2011 children's book by Kate Messner

Over and Under the Snow is a picture book by American author Kate Messner. It was published on October 5, 2011 by Chronicle Books.

== Plot ==
While cross-country skiing with her father, a young girl learns about the animals living in "the secret kingdom under the snow". She then goes to bed and dreams about the animals. The book ends with an author's note explaining the subnivean zone. It then provides a list of animals that "eat, sleep, hide, and play over and under the winter snow."

== Reception ==
The book won a Golden Kite Award for Picture Book Text in 2012. It was nominated for a Virginia Readers Choice Award in 2014 and a Monarch Award in 2015. It was listed as one of the ten picture books on the New York Times Notable Children's Books of 2011 list.

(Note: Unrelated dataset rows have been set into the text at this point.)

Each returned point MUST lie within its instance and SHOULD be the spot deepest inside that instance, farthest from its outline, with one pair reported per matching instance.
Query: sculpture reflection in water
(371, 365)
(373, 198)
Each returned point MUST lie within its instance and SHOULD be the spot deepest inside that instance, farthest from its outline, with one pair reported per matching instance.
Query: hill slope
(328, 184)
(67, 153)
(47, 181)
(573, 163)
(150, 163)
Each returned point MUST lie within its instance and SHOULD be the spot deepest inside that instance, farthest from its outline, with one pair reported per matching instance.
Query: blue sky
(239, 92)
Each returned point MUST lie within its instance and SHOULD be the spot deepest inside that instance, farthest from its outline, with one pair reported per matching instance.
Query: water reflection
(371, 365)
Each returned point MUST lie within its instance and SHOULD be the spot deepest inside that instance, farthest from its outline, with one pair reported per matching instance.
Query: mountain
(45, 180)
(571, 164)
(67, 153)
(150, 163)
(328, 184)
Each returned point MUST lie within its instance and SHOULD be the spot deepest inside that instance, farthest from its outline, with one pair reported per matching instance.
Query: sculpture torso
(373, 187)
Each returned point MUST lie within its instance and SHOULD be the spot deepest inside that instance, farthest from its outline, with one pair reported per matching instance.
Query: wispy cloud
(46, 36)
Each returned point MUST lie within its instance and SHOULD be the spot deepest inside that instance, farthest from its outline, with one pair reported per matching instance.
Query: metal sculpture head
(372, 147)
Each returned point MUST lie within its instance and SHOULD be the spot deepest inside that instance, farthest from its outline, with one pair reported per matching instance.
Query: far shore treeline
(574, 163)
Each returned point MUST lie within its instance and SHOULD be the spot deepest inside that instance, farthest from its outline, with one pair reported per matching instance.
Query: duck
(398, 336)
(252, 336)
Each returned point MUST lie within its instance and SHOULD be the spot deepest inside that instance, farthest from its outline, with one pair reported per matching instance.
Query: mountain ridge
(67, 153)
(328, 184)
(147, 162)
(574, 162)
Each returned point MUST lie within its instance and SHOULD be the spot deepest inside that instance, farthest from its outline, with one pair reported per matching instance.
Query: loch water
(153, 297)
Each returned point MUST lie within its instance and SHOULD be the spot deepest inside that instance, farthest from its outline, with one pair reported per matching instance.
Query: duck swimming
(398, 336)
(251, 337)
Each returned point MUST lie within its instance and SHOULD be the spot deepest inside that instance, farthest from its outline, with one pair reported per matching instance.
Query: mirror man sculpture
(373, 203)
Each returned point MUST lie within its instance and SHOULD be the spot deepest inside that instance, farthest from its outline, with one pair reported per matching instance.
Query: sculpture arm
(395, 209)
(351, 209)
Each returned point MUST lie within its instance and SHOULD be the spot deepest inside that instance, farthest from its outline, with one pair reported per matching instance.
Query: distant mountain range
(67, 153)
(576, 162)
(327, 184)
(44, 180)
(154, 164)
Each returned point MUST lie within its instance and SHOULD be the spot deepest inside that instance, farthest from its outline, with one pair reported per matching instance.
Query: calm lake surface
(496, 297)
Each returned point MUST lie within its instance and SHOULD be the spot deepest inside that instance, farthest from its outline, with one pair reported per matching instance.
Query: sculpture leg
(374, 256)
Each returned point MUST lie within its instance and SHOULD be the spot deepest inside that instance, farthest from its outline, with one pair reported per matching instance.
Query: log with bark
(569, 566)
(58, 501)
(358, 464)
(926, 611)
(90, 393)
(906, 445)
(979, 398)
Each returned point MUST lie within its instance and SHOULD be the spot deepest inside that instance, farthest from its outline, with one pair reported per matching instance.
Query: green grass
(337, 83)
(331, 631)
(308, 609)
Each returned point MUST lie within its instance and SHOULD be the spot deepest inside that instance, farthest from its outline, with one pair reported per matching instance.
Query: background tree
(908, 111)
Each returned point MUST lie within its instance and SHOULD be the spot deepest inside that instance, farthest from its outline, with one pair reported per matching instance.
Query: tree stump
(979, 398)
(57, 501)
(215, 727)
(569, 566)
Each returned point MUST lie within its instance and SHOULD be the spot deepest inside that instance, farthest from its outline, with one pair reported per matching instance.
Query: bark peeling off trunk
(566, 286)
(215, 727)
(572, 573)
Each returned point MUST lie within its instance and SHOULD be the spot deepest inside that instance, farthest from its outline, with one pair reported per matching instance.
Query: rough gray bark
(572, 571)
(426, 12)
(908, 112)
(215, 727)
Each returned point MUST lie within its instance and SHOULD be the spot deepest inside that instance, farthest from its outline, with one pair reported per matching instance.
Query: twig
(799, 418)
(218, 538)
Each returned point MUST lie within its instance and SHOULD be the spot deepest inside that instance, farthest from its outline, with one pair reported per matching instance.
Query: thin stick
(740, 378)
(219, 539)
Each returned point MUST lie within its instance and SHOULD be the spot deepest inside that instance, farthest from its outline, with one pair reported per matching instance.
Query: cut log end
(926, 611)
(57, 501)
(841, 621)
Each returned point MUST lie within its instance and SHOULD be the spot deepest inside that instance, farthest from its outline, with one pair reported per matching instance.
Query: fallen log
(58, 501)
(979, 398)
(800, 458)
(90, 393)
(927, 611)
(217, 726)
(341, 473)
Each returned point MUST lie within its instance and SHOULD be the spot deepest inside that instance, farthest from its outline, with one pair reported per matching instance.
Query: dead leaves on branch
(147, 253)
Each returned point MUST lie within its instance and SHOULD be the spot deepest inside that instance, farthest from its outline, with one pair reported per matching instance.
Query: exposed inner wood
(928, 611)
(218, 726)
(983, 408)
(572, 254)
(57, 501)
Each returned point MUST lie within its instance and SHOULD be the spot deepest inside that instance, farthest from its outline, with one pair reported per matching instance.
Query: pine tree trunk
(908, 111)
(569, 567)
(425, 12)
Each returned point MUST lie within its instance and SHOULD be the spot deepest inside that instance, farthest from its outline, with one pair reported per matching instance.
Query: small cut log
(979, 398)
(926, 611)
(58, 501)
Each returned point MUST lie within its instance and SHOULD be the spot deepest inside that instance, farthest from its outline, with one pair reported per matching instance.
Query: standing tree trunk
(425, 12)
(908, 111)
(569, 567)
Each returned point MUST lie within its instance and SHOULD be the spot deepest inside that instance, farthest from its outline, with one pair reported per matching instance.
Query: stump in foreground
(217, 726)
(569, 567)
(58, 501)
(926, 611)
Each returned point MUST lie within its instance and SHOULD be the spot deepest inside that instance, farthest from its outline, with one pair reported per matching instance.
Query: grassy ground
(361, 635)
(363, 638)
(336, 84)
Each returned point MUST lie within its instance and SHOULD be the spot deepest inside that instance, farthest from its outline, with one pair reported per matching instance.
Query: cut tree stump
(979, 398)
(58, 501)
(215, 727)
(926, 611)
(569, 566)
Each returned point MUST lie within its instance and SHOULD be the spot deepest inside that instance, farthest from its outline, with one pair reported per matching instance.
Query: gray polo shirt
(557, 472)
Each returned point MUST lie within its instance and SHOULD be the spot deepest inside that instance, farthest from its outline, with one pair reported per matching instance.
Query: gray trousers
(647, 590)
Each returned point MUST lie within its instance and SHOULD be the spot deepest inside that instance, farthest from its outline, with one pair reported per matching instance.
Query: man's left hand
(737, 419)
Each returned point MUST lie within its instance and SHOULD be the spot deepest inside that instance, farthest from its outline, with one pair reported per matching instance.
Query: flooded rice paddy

Kirkus Reviews called it "[u]tterly charming, and informative, to boot". Publishers Weekly praised Messner's "graceful" prose.

== Audiobook ==
An audiobook narrated by Laura Knight Keating was released by Recorded Books on November 28, 2014. C.A. Fehmel of School Library Journal praised Keating's "lovely tone", but called the sibilance "a bit grating".

== Sequels ==
The book received seven sequels. Up in the Garden and Down in the Dirt was published on March 3, 2015 and explored animals living in gardens. Over and Under the Pond was published on March 7, 2017 and explored animals living in mountain ponds. Over and Under the Rainforest was published on August 11, 2020 and explored animals living in the rainforests of Central America. Over and Under the Canyon was published on September 7, 2021 and explored animals living in desert canyons. Over and Under the Waves was published on September 13, 2022 and explored animals living in the ocean. Over and Under the Wetland was published on August 13, 2024 and explored animals living in Everglades National Park. Over and Under the Coral Reef was published on August 26, 2025 and explored animals living in the coral reef of Grand Cayman.